Once all possible starting points and lengths are checked, return the maximum length found.

Code Implementation

def max_consecutive_ones_brute_force(numbers, allowed_flips):
    maximum_length = 0

    for start_index in range(len(numbers)):
        for sub_sequence_length in range(1, len(numbers) - start_index + 1):
            end_index = start_index + sub_sequence_length
            sub_sequence = numbers[start_index:end_index]

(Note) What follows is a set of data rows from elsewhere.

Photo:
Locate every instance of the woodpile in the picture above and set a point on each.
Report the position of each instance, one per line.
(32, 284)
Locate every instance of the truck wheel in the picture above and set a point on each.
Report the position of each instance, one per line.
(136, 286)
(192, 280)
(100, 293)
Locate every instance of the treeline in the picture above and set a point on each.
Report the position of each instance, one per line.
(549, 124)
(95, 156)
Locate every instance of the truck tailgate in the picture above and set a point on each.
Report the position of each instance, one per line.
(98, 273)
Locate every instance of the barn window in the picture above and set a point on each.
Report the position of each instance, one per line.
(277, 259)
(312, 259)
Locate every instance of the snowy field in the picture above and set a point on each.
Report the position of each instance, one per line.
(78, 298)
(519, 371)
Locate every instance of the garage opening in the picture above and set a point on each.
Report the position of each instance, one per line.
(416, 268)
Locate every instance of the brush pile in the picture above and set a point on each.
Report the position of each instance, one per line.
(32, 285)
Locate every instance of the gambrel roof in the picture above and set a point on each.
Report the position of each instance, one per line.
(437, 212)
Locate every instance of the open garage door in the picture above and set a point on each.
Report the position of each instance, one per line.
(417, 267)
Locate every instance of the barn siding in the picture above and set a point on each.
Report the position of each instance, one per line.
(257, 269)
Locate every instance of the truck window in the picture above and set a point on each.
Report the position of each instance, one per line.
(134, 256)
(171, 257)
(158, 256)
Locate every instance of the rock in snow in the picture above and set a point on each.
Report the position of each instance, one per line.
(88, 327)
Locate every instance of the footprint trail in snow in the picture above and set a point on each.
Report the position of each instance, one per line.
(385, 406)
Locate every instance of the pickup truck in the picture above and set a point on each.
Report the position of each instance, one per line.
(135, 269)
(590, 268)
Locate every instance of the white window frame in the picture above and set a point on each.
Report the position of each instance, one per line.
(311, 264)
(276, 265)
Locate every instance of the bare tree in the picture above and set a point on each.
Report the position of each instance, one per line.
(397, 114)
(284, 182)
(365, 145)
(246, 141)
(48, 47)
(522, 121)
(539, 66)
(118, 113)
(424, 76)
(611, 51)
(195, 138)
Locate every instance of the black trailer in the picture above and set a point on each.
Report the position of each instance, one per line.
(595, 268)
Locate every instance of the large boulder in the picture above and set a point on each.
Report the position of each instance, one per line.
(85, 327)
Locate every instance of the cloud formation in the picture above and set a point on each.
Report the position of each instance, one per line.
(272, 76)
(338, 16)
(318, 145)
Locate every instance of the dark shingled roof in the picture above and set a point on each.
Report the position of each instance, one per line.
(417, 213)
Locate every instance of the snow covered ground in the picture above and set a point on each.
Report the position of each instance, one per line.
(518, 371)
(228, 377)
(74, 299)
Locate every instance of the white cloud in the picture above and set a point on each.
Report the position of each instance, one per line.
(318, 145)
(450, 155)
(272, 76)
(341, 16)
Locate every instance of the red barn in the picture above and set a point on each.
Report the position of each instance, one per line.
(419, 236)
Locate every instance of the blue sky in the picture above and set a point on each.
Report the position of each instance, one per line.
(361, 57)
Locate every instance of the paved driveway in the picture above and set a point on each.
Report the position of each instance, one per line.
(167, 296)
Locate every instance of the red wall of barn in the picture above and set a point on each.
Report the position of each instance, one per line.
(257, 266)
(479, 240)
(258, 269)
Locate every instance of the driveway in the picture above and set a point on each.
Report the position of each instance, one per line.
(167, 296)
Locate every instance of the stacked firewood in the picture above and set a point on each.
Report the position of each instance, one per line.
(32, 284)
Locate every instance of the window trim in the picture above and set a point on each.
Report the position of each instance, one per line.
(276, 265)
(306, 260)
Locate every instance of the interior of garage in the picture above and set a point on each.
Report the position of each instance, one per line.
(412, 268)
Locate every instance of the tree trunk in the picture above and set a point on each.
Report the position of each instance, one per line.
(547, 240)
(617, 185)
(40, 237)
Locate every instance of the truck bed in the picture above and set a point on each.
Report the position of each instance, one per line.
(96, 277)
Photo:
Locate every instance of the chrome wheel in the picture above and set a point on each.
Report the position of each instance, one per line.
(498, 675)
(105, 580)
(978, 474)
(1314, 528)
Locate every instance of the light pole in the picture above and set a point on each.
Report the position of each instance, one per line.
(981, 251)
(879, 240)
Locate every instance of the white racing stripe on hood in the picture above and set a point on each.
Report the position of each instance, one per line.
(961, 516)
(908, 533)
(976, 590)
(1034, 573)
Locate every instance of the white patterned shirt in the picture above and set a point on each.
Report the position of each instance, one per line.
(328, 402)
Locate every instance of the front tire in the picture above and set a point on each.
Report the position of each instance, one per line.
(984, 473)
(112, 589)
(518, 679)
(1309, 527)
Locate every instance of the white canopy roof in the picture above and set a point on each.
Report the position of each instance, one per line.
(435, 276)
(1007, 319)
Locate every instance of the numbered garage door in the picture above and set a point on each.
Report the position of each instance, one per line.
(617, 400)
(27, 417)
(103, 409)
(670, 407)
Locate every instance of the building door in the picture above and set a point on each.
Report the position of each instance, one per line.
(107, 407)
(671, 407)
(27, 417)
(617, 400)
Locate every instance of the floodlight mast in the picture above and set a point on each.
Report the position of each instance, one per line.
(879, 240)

            number_of_zeros = 0
            for number in sub_sequence:
                if number == 0:
                    number_of_zeros += 1

            # Checking if we have enough flips to make all the numbers one.
            if number_of_zeros <= allowed_flips:

                current_length = len(sub_sequence)
                # Keeping track of the maximum length.
                if current_length > maximum_length:

                    maximum_length = current_length

    # Returning the final result.
    return maximum_length

Big(O) Analysis

Time Complexity

Space Complexity

Optimal Solution

Approach

Here's how the algorithm would work step-by-step:

Imagine a sliding window that represents a section of the data.
Expand the window to the right, including more elements in the section.
Count how many changes (like flipping a zero to a one) are needed inside the window.
If the number of changes needed is more than we're allowed to make, shrink the window from the left until the number of changes needed is within the limit.
Keep track of the largest window you found that met the change limit.
Repeat the expand and shrink process until you've gone through all of the data.
The size of the largest window you found is the answer.

Code Implementation

def longestOnes(nums, max_flips):
    window_start = 0
    max_length = 0
    flipped_count = 0

    for window_end in range(len(nums)):
        if nums[window_end] == 0:
            flipped_count += 1

        # Shrink the window if flips exceed the limit
        while flipped_count > max_flips:

            if nums[window_start] == 0:
                flipped_count -= 1

            window_start += 1

        # Update the max length of valid window
        max_length = max(max_length, window_end - window_start + 1)

    return max_length

Big(O) Analysis

Time Complexity

Space Complexity

Edge Cases

Case	How to Handle
Empty input array	Return 0 immediately as there are no elements to form a subarray.
k is 0 and array contains zeros	The longest subarray will be the longest contiguous sequence of ones; iterate and keep track of the maximum such sequence.
k is greater than or equal to the number of zeros in the array	Return the length of the array because all zeros can be flipped to ones.
Array contains all ones (no zeros)	Return the length of the array, as no flips are needed.
Array contains all zeros and k is 0	Return 0 since no flips are allowed and no ones are present.
Large array size with a small k value (performance considerations)	The sliding window approach maintains O(n) time complexity, which is efficient even for large arrays.
k is a large value (approaching array length) but array is still very large	Sliding window adapts correctly and avoids integer overflow, since it only considers differences between indices within the current window.
Input array contains non-binary values	The solution should explicitly check if the input contains non-binary values (anything other than 0 or 1) and throw an exception or handle appropriately based on requirements.